On lit dans La Gazette des Tribunaux: La police se livre, depuis deux ou trois jours, à des recherches multipliées pour arriver à la découverte de l'auteur d'un rapt qui a beaucoup d'analogie avec celui qui a été commis il y a quelques années sur l'enfant d'un honorable magistrat du tribunal de première instance de la Seine. Voici dans quelles circonstances ce dernier enlèvement s'est accompli: Les époux MALESSET, menuisier, boulevard des Fourneaux, 33, avaient deux enfants, deux petits garçons, l'un de trois à quatre ans, l'autre de dix-sept mois.
Ces enfants, pendant le jour, jouaient ensemble tantôt dans l'atelier au rez-de-chaussée, tantôt sur le boulevard devant la maison, et dans ce dernier cas, lorsque le bruit lointain d'une voiture se faisait entendre, le père ou la mère veillaient toujours sur eux. Mardi dernier dans la journée, les deux enfants étaient sortis sur le boulevard et s'étaient aussitôt livrés à leurs jeux devant la maison, ne s'en écartant qu'à une faible distance, de manière que leurs cris de joie pouvaient toujours être entendus de leurs parents.

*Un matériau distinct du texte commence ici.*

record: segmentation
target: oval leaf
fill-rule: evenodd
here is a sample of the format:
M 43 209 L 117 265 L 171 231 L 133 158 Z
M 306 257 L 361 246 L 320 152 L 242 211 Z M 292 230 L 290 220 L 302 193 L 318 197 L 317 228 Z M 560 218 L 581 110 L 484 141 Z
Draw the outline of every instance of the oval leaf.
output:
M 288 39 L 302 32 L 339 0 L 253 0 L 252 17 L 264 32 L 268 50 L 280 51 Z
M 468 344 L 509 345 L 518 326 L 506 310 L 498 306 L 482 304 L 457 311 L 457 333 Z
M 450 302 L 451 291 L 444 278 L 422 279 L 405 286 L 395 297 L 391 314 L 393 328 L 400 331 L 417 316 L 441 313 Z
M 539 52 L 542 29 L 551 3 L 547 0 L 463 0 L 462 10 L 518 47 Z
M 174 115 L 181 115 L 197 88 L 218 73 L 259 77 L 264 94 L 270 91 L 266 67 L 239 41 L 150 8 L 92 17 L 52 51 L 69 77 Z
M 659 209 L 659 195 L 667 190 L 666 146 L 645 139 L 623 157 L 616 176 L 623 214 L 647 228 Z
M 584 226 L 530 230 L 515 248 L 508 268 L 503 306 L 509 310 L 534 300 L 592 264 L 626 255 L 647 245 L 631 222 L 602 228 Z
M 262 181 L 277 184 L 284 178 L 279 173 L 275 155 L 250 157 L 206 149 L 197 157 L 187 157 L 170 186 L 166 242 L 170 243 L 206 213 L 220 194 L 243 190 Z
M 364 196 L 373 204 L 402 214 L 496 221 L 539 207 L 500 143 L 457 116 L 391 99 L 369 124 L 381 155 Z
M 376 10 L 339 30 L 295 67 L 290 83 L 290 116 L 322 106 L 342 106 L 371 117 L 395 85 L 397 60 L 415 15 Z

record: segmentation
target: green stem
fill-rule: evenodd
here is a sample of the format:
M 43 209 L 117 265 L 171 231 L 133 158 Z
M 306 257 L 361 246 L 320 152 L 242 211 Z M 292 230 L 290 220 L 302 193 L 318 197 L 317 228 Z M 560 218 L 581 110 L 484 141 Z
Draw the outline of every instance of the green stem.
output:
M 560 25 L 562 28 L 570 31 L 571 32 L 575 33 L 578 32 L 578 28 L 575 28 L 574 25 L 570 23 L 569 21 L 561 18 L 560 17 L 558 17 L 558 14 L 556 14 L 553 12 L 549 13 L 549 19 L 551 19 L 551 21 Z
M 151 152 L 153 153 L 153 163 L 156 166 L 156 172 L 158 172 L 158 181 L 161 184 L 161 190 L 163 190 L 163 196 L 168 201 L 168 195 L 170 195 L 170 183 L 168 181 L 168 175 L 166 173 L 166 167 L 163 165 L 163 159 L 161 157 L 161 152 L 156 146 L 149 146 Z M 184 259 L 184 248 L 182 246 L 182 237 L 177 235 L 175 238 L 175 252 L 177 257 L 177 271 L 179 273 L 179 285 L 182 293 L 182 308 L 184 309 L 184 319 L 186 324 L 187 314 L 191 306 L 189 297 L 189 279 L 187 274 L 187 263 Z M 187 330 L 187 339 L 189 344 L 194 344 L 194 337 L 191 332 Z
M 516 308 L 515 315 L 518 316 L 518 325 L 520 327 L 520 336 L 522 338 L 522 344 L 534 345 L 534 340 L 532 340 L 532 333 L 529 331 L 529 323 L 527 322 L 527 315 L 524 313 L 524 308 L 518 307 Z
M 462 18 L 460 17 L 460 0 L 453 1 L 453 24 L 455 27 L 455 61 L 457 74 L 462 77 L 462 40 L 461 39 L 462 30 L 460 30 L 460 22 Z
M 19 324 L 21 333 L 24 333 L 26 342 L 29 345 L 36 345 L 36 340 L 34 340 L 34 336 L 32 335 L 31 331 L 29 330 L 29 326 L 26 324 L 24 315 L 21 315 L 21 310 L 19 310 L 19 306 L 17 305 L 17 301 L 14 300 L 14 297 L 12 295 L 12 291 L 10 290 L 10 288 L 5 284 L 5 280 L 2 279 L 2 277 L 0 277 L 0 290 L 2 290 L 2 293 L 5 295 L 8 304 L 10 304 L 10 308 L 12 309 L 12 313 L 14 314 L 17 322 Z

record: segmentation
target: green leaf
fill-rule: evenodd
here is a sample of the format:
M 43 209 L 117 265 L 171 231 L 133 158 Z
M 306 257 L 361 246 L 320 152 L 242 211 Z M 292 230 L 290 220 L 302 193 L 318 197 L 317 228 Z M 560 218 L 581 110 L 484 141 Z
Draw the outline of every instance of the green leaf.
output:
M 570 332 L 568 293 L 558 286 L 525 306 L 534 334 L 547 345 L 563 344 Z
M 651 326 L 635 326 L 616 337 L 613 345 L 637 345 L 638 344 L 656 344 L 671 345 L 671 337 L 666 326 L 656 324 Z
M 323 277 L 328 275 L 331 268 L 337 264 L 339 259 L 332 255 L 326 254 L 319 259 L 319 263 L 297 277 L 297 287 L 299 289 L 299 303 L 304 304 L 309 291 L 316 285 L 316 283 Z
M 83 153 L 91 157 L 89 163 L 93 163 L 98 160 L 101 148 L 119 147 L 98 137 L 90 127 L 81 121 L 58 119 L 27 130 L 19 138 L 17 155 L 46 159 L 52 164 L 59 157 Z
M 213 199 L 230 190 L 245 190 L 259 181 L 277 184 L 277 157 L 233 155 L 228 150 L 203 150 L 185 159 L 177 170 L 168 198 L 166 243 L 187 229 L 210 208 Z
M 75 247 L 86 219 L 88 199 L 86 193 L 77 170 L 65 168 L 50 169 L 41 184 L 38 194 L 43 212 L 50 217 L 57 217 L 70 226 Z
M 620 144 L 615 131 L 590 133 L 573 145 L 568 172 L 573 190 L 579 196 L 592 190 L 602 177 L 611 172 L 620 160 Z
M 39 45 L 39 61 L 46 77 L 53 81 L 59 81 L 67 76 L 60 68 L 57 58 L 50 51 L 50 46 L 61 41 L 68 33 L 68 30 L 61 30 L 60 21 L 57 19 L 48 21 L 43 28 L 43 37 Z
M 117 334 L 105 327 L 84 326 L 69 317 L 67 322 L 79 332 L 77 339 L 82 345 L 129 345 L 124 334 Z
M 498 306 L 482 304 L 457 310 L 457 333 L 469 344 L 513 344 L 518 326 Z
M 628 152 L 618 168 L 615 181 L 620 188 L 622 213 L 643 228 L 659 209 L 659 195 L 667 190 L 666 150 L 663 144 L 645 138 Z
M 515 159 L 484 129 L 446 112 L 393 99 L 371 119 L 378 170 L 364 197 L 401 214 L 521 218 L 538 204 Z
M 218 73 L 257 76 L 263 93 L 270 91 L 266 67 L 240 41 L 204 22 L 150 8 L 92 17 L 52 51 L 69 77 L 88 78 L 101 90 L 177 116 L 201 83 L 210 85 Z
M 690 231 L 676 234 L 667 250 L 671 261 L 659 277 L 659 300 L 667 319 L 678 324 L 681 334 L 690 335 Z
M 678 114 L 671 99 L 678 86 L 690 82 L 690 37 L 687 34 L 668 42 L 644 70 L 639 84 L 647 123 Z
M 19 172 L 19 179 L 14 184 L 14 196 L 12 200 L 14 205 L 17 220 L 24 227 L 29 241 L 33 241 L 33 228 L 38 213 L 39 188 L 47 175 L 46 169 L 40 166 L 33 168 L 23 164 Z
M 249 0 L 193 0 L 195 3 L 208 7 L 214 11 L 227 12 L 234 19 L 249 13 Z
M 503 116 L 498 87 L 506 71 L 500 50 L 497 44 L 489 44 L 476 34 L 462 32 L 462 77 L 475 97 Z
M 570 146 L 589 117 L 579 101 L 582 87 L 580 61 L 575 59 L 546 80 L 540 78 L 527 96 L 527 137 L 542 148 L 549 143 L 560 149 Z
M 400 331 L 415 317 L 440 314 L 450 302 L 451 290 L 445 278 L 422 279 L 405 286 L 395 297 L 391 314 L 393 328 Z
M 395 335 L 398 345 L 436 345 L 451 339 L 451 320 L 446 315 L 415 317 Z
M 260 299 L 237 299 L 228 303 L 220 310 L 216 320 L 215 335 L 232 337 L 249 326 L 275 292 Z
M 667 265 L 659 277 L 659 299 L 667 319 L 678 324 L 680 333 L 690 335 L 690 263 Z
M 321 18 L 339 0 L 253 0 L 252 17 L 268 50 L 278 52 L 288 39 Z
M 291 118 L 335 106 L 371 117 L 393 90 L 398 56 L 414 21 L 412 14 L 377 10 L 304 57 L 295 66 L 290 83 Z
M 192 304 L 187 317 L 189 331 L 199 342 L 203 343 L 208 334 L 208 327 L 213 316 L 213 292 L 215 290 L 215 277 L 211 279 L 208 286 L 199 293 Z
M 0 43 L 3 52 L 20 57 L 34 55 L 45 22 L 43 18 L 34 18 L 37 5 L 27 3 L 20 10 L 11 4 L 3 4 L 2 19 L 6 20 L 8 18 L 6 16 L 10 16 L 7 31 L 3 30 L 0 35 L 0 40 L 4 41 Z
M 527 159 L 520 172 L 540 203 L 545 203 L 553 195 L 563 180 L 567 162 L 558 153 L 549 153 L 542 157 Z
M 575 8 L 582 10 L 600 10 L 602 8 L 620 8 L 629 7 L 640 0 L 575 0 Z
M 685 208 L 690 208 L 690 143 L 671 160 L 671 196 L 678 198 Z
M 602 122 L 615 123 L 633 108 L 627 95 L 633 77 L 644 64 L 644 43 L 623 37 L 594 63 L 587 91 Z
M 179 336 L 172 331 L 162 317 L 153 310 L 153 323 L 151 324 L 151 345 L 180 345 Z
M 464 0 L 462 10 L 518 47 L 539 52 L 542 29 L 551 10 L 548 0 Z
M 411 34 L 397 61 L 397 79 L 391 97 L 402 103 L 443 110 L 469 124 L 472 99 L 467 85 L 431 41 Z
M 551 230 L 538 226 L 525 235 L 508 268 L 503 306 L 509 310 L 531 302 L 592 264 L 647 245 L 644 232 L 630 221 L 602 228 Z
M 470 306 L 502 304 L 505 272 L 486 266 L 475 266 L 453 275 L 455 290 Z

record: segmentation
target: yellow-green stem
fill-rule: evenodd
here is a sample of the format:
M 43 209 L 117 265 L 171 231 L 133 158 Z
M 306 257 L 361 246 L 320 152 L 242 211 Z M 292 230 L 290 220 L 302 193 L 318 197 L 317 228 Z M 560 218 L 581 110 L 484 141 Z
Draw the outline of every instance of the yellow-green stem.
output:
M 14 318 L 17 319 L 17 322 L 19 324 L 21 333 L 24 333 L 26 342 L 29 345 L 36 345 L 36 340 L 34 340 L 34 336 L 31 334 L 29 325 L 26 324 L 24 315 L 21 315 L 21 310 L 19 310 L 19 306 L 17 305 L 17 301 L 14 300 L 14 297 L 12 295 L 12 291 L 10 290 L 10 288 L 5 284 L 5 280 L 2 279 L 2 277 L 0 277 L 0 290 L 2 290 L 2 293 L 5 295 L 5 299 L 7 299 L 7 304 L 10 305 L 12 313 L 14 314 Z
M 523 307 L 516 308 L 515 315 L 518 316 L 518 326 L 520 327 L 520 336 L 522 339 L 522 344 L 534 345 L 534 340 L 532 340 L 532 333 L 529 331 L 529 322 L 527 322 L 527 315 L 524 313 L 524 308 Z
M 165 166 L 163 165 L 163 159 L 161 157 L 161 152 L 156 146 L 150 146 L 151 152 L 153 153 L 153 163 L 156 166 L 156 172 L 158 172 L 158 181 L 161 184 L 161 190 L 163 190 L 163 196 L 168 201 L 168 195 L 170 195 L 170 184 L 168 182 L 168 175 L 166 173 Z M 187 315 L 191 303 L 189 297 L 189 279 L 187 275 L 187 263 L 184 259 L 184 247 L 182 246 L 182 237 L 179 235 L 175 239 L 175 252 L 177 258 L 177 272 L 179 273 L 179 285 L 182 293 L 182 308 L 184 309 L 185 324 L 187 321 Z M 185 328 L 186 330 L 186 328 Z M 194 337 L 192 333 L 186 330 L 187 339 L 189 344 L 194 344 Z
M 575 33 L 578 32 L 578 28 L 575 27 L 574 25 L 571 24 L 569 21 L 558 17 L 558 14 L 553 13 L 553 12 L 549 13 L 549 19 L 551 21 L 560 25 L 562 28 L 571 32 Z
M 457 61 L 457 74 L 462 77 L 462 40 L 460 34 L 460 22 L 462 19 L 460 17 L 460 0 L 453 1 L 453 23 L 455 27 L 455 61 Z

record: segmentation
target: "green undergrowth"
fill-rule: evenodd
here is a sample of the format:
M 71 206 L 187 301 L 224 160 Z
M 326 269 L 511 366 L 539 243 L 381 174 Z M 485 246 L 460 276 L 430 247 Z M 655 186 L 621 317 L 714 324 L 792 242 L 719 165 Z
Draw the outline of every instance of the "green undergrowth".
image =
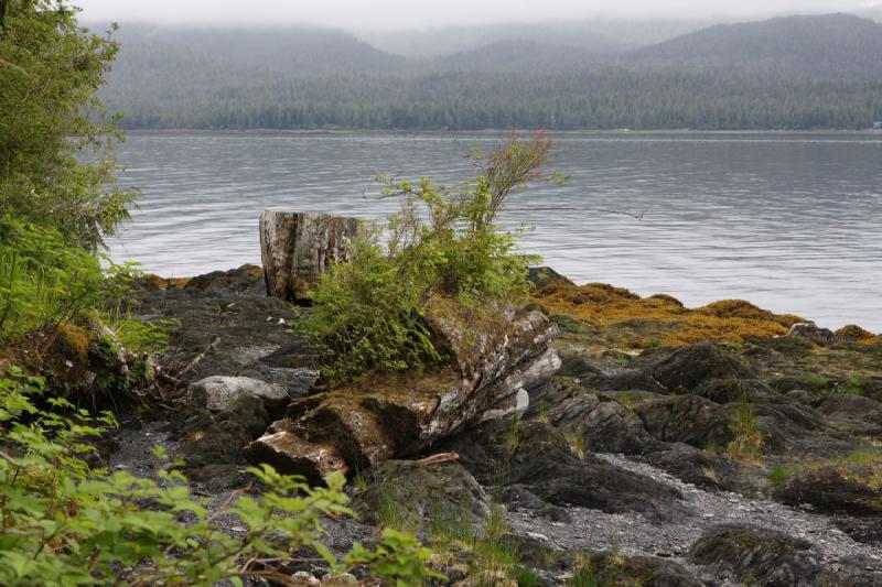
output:
M 455 346 L 481 346 L 475 325 L 525 300 L 527 269 L 537 261 L 517 251 L 523 230 L 499 228 L 498 214 L 512 192 L 555 177 L 542 171 L 550 149 L 541 133 L 513 135 L 493 152 L 474 152 L 481 173 L 456 186 L 379 178 L 400 210 L 361 231 L 348 262 L 323 274 L 297 326 L 314 341 L 329 380 L 450 361 L 452 344 L 430 316 L 430 301 L 443 306 L 442 319 L 456 316 L 452 326 L 465 326 Z
M 754 407 L 746 399 L 742 399 L 732 413 L 729 428 L 733 438 L 725 447 L 727 454 L 735 460 L 757 460 L 763 447 L 763 433 L 757 427 Z
M 249 474 L 266 489 L 234 494 L 213 511 L 174 463 L 155 479 L 90 465 L 94 443 L 114 416 L 75 409 L 17 368 L 0 377 L 0 584 L 211 585 L 249 579 L 284 583 L 284 566 L 311 553 L 332 574 L 361 569 L 396 585 L 421 585 L 429 551 L 388 530 L 373 550 L 342 559 L 324 546 L 325 515 L 352 515 L 345 479 L 326 487 L 269 466 Z M 161 450 L 158 456 L 164 457 Z M 240 534 L 215 521 L 234 517 Z

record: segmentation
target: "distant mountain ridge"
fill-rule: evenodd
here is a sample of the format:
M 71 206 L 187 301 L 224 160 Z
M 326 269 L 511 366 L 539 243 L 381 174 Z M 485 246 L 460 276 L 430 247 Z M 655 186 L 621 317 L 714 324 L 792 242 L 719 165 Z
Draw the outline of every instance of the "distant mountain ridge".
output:
M 721 24 L 642 48 L 503 39 L 433 57 L 343 31 L 123 26 L 128 128 L 786 129 L 882 120 L 882 24 Z
M 882 24 L 853 14 L 718 24 L 638 50 L 622 64 L 882 80 Z
M 504 37 L 503 30 L 514 36 Z M 570 44 L 572 36 L 567 35 L 520 36 L 528 32 L 523 26 L 501 31 L 476 47 L 432 57 L 405 57 L 333 29 L 133 25 L 123 26 L 119 34 L 123 47 L 119 67 L 126 67 L 129 54 L 150 53 L 154 46 L 179 46 L 218 62 L 291 75 L 503 74 L 624 67 L 719 68 L 824 79 L 882 79 L 882 24 L 852 14 L 717 24 L 626 51 L 611 50 L 604 39 L 576 45 Z

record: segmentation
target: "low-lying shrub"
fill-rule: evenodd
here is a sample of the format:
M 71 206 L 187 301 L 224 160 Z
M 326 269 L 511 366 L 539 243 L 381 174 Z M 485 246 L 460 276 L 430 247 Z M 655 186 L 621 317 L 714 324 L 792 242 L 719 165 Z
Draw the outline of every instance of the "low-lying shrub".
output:
M 14 368 L 0 376 L 0 584 L 286 584 L 286 565 L 303 552 L 332 573 L 362 567 L 398 585 L 432 576 L 429 552 L 394 531 L 343 562 L 323 545 L 322 517 L 352 514 L 342 476 L 310 488 L 269 466 L 252 468 L 266 491 L 209 511 L 172 466 L 155 480 L 89 466 L 93 441 L 111 424 L 109 414 L 96 418 L 44 394 L 40 378 Z M 214 521 L 224 515 L 244 532 L 220 531 Z
M 536 259 L 516 251 L 520 232 L 499 229 L 497 219 L 513 191 L 546 177 L 550 148 L 541 133 L 515 135 L 492 153 L 475 153 L 482 173 L 458 187 L 384 178 L 384 194 L 401 199 L 400 211 L 365 231 L 348 263 L 330 268 L 300 326 L 319 344 L 326 376 L 345 381 L 444 360 L 427 320 L 433 297 L 475 314 L 525 297 Z

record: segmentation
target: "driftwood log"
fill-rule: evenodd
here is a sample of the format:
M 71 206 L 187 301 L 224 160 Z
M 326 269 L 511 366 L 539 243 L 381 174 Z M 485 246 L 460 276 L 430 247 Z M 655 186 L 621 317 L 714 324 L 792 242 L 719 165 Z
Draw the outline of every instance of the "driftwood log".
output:
M 363 227 L 358 218 L 322 213 L 260 214 L 260 257 L 267 295 L 309 300 L 329 263 L 346 261 Z

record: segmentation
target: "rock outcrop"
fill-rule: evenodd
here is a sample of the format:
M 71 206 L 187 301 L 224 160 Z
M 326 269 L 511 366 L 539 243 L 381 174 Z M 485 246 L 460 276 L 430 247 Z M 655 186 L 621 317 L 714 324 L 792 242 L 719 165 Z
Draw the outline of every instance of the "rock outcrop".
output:
M 247 447 L 251 461 L 320 479 L 412 454 L 469 424 L 523 413 L 526 387 L 560 366 L 556 327 L 536 311 L 502 311 L 476 330 L 456 309 L 428 305 L 455 360 L 421 377 L 379 377 L 297 400 Z

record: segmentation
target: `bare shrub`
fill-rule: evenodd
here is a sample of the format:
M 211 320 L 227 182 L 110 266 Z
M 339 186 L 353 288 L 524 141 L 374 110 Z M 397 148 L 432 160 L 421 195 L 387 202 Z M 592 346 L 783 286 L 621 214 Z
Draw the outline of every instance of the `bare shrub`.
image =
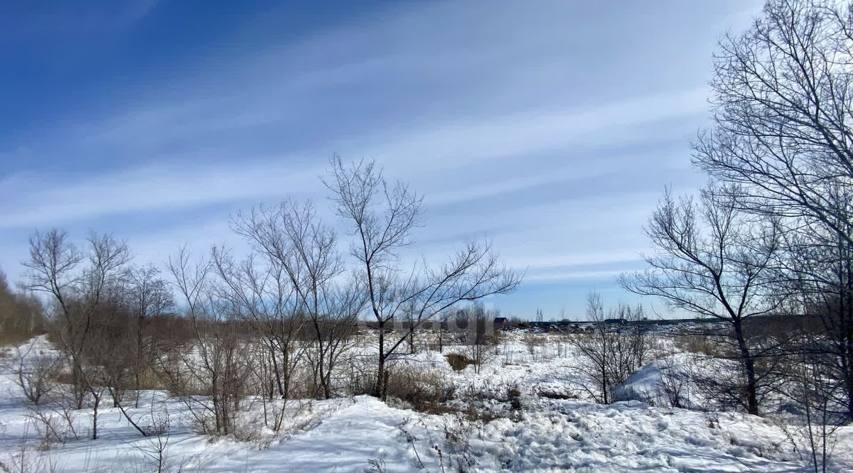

A un moment donné, ces derniers ne les entendant plus depuis quelques minutes, sortirent et ne les virent plus sur le boulevard. Ils les cherchèrent aussitôt dans les maisons voisines, mais inutilement, et enfin ils finirent par apprendre qu'on avait vu leurs deux enfants en compagnie d'une femme de quarante-cinq ans à cinquante ans qui les conduisait dans la direction de l'ancienne barrière du Maine. On avait pensé que cette femme était leur parente ou leur amie, et l'on ne s'en était pas autrement inquiété. Cette révélation inspira à la dame MALESSET de sinistres soupçons, mais surmontant son émotion, elle s'engagea immédiatement dans la direction indiquée. A peine avait-elle fait quelques pas qu'elle vit accourir devant elle et seul l'aîné de ses enfants.
Celui-ci raconta qu'étant à jouer à l'extrémité de la maison, sur le boulevard, la femme signalée les avait abordés et les avait engagés à aller avec elle, en leur offrant des bonbons; qu'elle les avait pris par la main et les avait conduits du côté de la chaussée du Maine, où stationnait une voiture dans laquelle elle était montée avec son petit frère, et qu'après l'avoir renvoyé, lui, à la maison, elle avait fait partir la voiture au grand trot. Il n'avait pas tardé à perdre de vue la voiture, et il était revenu en courant.
On a pu s'assurer que les choses s'étaient, en effet, passées de cette manière, mais il n'a pas été possible, en ce moment, de savoir quelle était cette femme ni quelle direction elle avait prise, et la dame MALESSET n'a pu que se résigner à dénoncer ce rapt au commissaire de police des quartiers Saint-Lambert et Necker, qui en a dressé immédiatement procès-verbal.
La femme signalée paraissait, ainsi que nous l'avons dit, âgée de quarante-cinq à cinquante ans; elle est petite de taille, brune, maigre, visage frais et coloré, vêtue d'une robe noire, d'un talma de même couleur, et coiffée d'un bonnet blanc en lingerie.
L'enfant enlevé, nommé Léon Victor MALESSET, âgé de dix-sept mois, très fort pour son âge, a les cheveux blonds légèrement bouclés; les yeux bruns, le front très découvert, le nez droit, large du bas, la bouche moyenne, quatre dents à chaque mâchoire sur le devant, le teint assez coloré. Il était vêtu au moment du rapt, d'une blouse bleue de laine à carreaux blancs plissée jusqu'à la taille, d'un tablier en indienne à fond blanc, de brassières en indienne avec manches longues et d'une chemise de coton; il était chaussé de bas rayés, de brodequins, et coiffé d'un bonnet en indienne fond blanc.
La publicité de ce double signalement pourra sans doute faire découvrir la femme qui a commis le rapt et le jeune enfant qui en est victime.
Léonard Victor MALESSET est né à Paris, 33 rue des Fourneaux, le 18 avril 1862, fils de Justin Vincent, menuisier, âgé de 43 ans, et de Rose TUBOEUF, blanchisseuse, âgée de 32 ans.
Justin Vincent MALESSET, menuisier, né à Orsennes (Indre) , le 9 août 1819, demeurant à Montcocu, commune de Baraize (Indre), fils de Sylvain, décédé à Orsennes le 25 janvier 1825, et de Madeleine NANDILLON, s'est marié à Baraize, le 17 janvier 1847, avec Rose TUBOEUF, née à Baraize le 12 février 1830, fille de François Jean, charpentier, et de Anne SIGURETTE, domiciliés à Montcocu.